Adversarial testing where humans or automated systems probe an AI model to find harmful, unsafe, or unexpected behaviours before public deployment.

Inference Deployment & Serving

Running a trained model to generate predictions or text — as opposed to training (updating weights). Most API usage is inference. Speed measured in tokens/second; cost measured in $/million tokens.

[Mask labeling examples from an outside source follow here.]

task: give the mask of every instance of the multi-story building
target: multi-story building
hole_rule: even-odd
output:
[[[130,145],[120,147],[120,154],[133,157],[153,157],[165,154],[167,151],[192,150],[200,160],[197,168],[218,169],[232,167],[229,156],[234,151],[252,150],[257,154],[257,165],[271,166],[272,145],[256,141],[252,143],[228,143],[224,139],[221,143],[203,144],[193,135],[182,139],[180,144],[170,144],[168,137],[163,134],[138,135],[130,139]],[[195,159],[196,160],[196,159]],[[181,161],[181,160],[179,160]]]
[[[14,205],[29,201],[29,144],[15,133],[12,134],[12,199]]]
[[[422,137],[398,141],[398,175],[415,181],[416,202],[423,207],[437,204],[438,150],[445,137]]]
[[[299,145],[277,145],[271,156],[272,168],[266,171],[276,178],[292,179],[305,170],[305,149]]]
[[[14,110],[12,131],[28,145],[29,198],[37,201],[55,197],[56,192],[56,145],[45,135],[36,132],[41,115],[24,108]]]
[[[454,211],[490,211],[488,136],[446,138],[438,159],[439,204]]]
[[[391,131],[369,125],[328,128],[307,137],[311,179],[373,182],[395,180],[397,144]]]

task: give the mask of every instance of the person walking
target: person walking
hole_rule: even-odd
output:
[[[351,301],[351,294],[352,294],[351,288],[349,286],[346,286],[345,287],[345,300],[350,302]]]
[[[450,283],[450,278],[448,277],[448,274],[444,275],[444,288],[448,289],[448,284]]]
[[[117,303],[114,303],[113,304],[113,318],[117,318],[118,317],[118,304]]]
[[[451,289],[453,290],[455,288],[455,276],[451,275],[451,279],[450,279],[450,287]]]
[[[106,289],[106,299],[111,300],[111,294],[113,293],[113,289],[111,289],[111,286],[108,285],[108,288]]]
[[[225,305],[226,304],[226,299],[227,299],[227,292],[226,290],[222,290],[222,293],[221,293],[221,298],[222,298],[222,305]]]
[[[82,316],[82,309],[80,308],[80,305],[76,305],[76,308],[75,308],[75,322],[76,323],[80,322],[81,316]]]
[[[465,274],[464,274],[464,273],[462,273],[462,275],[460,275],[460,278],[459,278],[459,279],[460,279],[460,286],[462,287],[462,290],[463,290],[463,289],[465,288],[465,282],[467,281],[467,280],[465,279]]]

Quantization Deployment & Serving

Reducing numerical precision of model weights (e.g. float32 → int8 or int4) to reduce memory and increase inference speed. Introduces a small quality trade-off. See Optimization Guide for GPTQ, AWQ, GGUF details.

vLLM Deployment & Serving

A high-throughput inference framework that uses PagedAttention to manage the KV cache like virtual memory, dramatically increasing serving throughput. The de facto standard for self-hosted LLM serving.

Ollama Deployment & Serving

A tool for running large language models locally. Handles model download, GGUF quantization, and serves an OpenAI-compatible API. Supports macOS (Metal), Linux (CUDA/ROCm), and Windows.

Latency vs Throughput Deployment & Serving

Latency = time to first token (TTFT) + time to complete response. Throughput = tokens generated per second across all concurrent users. Optimising one often hurts the other — small batches reduce latency, large batches increase throughput.

Fine-tuning Deployment & Serving

Further training a pre-trained model on a task-specific or domain-specific dataset to improve performance. Ranges from full fine-tuning (all weights updated) to PEFT methods like LoRA that update only a tiny fraction of parameters.